75 Percent of Banks Concentrate on Sales Over Customer Service say Efma and Misys
- 24.11.2015 00:00 am
Banks continue to face challenges when driving customer sales and acquisition via digital channels – according to new global retail banking study published today by Misys and Efma. Read the full report and infographic here.
The majority of banks (87%) perform less than ten percent of sales via digital and for one in five banks, this figure falls to less than one percent of sales. In addition, only 12 percent of customer acquisition is conducted via digital channels, proving banks are failing to fully exploit online and mobile to engage customers. 40 percent of new customer acquisition is still conducted via the branch, according to the research.
Globally, banks forecast that sales via digital channels will jump from 13 per cent on average today up to 75 percent in three years’ time. However, banks must overcome the biggest barriers to customer driven sales to achieve this significant migration to digital channels. 39 percent of banks cite culture and 26 percent blame technology barriers on their failure to achieve greater digital sales.
Vincent Bastid, CEO, Efma, said: “The ambitious plans to drive the majority of sales via digital channels are unachievable in the current technology environment. Banks must develop a strategic link between digital channels and their ability to support customer experiences that – crucially – result in sales outcomes. Those banks that flourish will be customer-focused institutions, founded on core software and systems that can deliver better customer experiences as well as increase sales, all via an omni-channel approach.”
Core banking systems are the number one technology challenge, with 61 percent stating they are a barrier to optimising sales performance. Indeed, a third of banks view core systems as incapable of meeting the demands of the sales process, with 12 percent referring to their banks’ core system as ‘highly incapable’. Examining the business impact of technology issues facing sales teams, slow time to market with new products and services is causing the most pain. Banks are also frustrated by an inability to create customer-driven, personal products and services.

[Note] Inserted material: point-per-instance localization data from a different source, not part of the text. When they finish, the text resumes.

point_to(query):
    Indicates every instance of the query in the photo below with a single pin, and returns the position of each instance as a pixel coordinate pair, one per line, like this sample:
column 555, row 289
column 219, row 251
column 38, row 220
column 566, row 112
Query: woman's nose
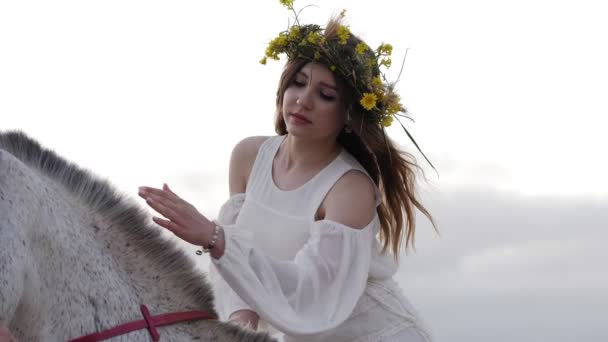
column 304, row 99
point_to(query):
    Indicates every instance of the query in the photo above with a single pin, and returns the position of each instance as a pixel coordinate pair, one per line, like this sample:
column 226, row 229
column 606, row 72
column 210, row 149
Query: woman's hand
column 245, row 318
column 183, row 218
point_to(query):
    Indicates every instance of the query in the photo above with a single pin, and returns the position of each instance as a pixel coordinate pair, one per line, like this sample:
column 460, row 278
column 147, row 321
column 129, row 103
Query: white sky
column 507, row 96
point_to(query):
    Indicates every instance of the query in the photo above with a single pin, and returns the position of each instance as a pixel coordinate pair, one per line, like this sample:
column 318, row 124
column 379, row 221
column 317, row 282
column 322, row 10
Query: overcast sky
column 509, row 103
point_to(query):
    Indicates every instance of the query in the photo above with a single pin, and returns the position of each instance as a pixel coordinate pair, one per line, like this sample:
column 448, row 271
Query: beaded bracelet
column 216, row 234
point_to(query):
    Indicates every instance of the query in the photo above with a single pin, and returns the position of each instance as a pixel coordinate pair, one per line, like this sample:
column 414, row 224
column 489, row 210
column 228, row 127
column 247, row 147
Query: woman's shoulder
column 351, row 201
column 248, row 147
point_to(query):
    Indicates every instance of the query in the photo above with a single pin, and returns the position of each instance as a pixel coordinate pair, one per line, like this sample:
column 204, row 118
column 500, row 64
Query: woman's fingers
column 166, row 188
column 163, row 209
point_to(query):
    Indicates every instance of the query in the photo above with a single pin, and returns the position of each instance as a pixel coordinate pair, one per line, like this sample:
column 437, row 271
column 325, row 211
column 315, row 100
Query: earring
column 348, row 127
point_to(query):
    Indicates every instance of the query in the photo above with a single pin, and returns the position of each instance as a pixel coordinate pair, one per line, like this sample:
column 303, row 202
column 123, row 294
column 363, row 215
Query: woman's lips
column 299, row 119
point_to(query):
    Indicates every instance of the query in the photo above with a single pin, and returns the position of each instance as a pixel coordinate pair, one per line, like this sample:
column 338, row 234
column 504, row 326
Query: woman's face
column 312, row 106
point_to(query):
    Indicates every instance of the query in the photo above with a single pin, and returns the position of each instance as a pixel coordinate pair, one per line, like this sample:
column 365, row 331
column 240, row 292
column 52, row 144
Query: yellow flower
column 368, row 101
column 377, row 82
column 343, row 34
column 314, row 37
column 387, row 121
column 294, row 32
column 386, row 49
column 287, row 3
column 361, row 48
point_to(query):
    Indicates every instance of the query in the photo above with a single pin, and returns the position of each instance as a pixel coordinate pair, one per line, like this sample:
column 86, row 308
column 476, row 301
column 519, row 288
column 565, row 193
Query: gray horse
column 77, row 258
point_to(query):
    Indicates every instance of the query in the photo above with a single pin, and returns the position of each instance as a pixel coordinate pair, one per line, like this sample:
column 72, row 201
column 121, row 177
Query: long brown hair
column 394, row 171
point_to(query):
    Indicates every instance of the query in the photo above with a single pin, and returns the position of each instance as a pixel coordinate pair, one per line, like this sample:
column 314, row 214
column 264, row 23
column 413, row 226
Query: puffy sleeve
column 226, row 300
column 314, row 292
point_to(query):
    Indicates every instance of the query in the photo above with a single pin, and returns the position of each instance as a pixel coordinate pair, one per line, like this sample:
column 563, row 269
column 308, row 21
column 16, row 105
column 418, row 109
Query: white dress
column 307, row 280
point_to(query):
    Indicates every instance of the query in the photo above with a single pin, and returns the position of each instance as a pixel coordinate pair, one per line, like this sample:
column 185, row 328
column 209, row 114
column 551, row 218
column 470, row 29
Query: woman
column 295, row 249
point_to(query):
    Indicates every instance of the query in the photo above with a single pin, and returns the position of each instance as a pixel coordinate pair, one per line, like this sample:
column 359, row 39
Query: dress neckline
column 273, row 155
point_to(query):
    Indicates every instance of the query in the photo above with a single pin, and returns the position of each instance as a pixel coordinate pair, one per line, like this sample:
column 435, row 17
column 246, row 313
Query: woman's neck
column 303, row 154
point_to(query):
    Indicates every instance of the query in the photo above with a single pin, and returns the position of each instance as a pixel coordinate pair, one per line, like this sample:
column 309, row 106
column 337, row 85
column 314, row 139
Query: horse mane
column 119, row 211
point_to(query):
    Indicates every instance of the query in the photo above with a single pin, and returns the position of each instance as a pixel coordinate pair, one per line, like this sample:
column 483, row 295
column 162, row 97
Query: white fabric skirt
column 408, row 335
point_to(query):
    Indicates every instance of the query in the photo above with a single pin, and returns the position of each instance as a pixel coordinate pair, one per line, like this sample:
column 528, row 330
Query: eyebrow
column 331, row 86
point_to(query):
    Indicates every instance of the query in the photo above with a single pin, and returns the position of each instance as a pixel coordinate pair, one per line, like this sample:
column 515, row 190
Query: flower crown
column 358, row 66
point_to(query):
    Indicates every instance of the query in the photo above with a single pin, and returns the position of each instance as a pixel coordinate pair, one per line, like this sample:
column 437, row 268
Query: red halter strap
column 149, row 322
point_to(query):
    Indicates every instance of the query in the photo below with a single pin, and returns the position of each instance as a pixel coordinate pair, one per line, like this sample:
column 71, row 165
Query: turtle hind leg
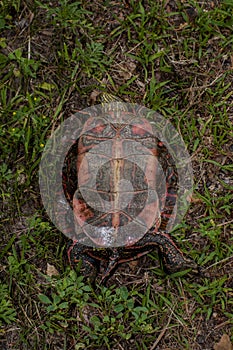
column 172, row 258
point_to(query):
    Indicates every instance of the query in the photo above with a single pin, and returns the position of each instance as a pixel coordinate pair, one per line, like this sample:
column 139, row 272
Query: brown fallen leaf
column 224, row 343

Mark Yamin-Ali, Retail Banking Solution Lead, Misys, commented: “Banks can leverage new technologies in more sophisticated ways that not only enhance customer-relevant interactions but also drive bottom line impact. The real issue here is core banking – banks which focus only on digital to achieve customer-centricity will have a beautiful shop window, with outdated stock. Customer-centricity must be from channels to the core. And only with core modernisation, can banks reap the full benefits of digital innovation.”
In spite of the lack of progress achieved, 48 percent of respondents believe ‘customer centricity’ is an overused term. Moreover, 75 percent state that banks have not concentrated efforts on improving customer services in recent years and remain focused on sales specific activities.